The first vows of religion were made on 15 October 1804 by Billiart, Blin de Bourdon, Victoire Leleu, and Justine Garson. Their family names were changed to names of saints. They proposed for their lifework the Christian education of girls and the training of religious teachers who should go wherever their services were asked for. Father Varin gave the community a provisional rule by way of probation. These were so far-sighted that its essentials have never been changed.
The characteristic devotions of the Sisters of Notre Dame were established by the foundress from the beginning. Also, she was original in doing away with the time-honoured distinction between religious sisters and lay sisters. This perfect equality of rank did not prevent her from putting each sister to the work for which her capacity and education fitted her. She attached great importance to the formation of the sisters destined for the schools. In this she was ably assisted by Mother St. Joseph who had herself received an excellent education.
When the congregation of the Sisters of Notre Dame was approved by an imperial decree dated 19 July 1806, it numbered 30 members, In that and the following years, foundations were made in various towns of France and Belgium, the most important being those at Ghent and Namur; Mother St. Joseph was the first superior of the latter house.
Mother Julie leaves Amiens
In leaving Amiens, Mother Julie laid the case before all her subjects and told them they were perfectly free to remain or to follow her. All but two chose to go with her, and thus, in the mid-winter of 1809, the convent of Namur became the motherhouse of the institute and is so still. Msgr. Demandolx, soon undeceived, made all the amends in his power, entreating Mother Julie to return to Amiens and rebuild her institute. She returned, but after a vain struggle to find subjects or revenues, went back to Namur.
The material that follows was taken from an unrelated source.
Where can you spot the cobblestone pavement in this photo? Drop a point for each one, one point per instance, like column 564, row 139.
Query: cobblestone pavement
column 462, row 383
The ten years of life that remained to her were spent in forming her daughters to solid piety and the interior spirit, of which she was herself the model. Msgr. De Broglie, the bishop of Ghent, said of her that she saved more souls by her inner life of union with God than by her outward apostolate. In the space of twelve years (1804–1816) Mother Julie founded fifteen convents, made one hundred and twenty journeys, many of them long and toilsome, and carried on a close correspondence with her spiritual daughters. Hundreds of these letters are preserved in the motherhouse. In 1815 Belgium was the battlefield of the Napoleonic wars, and the mother-general suffered great anxiety, as several of her convents were in the path of the armies, but they escaped injury. In January 1816, she took ill.
She died on 8 April 1816, at the motherhouse of her institute, Namur, Belgium, aged 64.